Through an SQL injection weakness

Sep 22, 2009 10:00 GMT  ·  By

A hacker has disclosed an SQL injection vulnerability in the website of the Internet Archive project, which exposed sensitive information about registered members. The leaked data included personal details such as the e-mail address, names, home address, zip, city and state.

The vulnerability was discovered and reported by a prominent Romanian hacker going by the online handle of Unu. A self-proclaimed grey hat hacker, Unu is in the habit of searching and disclosing mainly SQL injection weaknesses in high-profile websites. Some of his recent reports involved websites belonging to the likes of Yahoo, the UK Parliament, ING Belgium, Dexia, HSBC France or WorldPay.

SQL injections are attacks that target a specific type of programming errors in Web applications in order to execute SQL queries into a website's underlying database. These vulnerabilities are the result of the failure to sanitize parameters passed to a script and can be exploited by simply manipulating the URL.

The Internet Archive is a project to build a digital library of digital content and the World Wide Web. The Web archive, called the Wayback Machine, stores periodical snapshots of web pages dating back to 1996, which can be browsed and viewed. Over 150 billion archived web pages are currently available through the Wayback Machine.

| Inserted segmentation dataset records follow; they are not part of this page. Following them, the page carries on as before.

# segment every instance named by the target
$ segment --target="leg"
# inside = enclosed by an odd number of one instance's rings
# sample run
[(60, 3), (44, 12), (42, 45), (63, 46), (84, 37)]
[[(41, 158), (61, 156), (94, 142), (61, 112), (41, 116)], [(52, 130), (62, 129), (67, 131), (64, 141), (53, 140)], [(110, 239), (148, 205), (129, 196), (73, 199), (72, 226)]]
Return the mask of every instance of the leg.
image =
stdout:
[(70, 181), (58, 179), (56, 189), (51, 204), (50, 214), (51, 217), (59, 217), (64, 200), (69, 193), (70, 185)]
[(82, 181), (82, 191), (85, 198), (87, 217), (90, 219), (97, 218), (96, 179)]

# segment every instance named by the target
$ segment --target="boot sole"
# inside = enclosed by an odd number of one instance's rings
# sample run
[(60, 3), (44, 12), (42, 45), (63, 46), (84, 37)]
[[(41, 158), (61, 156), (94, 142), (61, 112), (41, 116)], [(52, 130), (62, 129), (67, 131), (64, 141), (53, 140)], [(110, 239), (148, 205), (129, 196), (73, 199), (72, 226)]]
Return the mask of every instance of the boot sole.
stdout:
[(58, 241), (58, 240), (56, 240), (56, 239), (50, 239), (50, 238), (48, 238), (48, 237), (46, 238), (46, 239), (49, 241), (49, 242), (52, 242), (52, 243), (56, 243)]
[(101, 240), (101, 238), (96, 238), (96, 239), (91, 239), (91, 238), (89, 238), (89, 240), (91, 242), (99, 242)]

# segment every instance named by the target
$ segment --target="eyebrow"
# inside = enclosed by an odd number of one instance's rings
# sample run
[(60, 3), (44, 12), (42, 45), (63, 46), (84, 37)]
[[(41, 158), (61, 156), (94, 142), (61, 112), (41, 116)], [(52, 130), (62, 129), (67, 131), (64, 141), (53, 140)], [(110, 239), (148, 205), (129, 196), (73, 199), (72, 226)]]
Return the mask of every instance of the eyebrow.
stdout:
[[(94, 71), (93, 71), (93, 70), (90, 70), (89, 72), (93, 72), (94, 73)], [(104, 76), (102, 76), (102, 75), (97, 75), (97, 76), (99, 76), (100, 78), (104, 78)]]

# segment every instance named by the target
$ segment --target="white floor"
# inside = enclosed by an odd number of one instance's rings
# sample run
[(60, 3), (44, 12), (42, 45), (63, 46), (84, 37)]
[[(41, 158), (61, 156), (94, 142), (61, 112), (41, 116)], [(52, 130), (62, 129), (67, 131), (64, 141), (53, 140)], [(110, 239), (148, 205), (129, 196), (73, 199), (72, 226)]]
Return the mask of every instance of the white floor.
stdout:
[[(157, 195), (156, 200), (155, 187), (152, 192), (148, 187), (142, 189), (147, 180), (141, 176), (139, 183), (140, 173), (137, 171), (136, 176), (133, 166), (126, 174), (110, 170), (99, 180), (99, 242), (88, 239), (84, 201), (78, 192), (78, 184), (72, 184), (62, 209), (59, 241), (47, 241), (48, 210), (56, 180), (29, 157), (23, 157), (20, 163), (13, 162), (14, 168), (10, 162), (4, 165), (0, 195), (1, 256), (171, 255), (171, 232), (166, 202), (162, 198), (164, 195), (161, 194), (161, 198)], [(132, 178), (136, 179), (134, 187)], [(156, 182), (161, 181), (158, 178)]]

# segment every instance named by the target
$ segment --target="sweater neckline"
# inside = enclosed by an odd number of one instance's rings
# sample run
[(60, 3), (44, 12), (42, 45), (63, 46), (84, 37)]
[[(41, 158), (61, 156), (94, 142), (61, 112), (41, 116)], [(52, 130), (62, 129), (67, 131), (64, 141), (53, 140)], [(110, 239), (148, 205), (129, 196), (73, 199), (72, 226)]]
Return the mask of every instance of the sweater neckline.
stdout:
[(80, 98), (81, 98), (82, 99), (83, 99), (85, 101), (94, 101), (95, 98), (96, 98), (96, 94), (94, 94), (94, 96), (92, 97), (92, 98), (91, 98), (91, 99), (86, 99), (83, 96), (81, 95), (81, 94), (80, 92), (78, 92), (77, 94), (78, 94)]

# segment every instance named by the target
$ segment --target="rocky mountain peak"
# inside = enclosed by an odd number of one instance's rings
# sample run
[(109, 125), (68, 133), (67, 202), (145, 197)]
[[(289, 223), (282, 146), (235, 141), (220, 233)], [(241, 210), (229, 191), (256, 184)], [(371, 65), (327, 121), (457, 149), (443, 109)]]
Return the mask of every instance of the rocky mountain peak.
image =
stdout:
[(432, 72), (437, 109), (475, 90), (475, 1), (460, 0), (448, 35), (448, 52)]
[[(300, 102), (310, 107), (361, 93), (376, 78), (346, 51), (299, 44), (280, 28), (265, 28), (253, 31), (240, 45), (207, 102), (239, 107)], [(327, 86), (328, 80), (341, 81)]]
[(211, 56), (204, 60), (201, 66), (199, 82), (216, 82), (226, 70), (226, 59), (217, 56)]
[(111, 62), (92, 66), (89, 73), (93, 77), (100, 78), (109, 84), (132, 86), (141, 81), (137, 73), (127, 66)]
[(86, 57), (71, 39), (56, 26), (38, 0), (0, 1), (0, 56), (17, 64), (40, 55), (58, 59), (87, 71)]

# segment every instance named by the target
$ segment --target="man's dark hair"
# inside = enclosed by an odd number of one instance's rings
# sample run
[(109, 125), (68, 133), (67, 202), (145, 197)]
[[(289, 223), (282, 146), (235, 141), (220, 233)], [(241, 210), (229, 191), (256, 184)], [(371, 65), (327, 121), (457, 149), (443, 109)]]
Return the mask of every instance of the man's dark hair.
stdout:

According to Unu's findings, the Internet Archive content is spread over 2,770 servers. The website allows users to register and obtain their own "virtual library cards." These accounts allow people to bookmark archives, write reviews, post in the forums, upload media, request researcher access and access other features.

At the moment of writing the article, the website had 802,261 registered users, including yours truly, and all of their account data was accessible through the SQL injection vulnerability. The data includes the screen name, e-mail address, hashed password and registration date and, for some members, their full, personal info is also available.

Judging from the screenshots published by Unu, the flaw was located in the Frequently Asked Questions (FAQ) section of the Internet Archive website. However, the Romanian hacker points out that he reported it to the webmaster and that it has been fixed.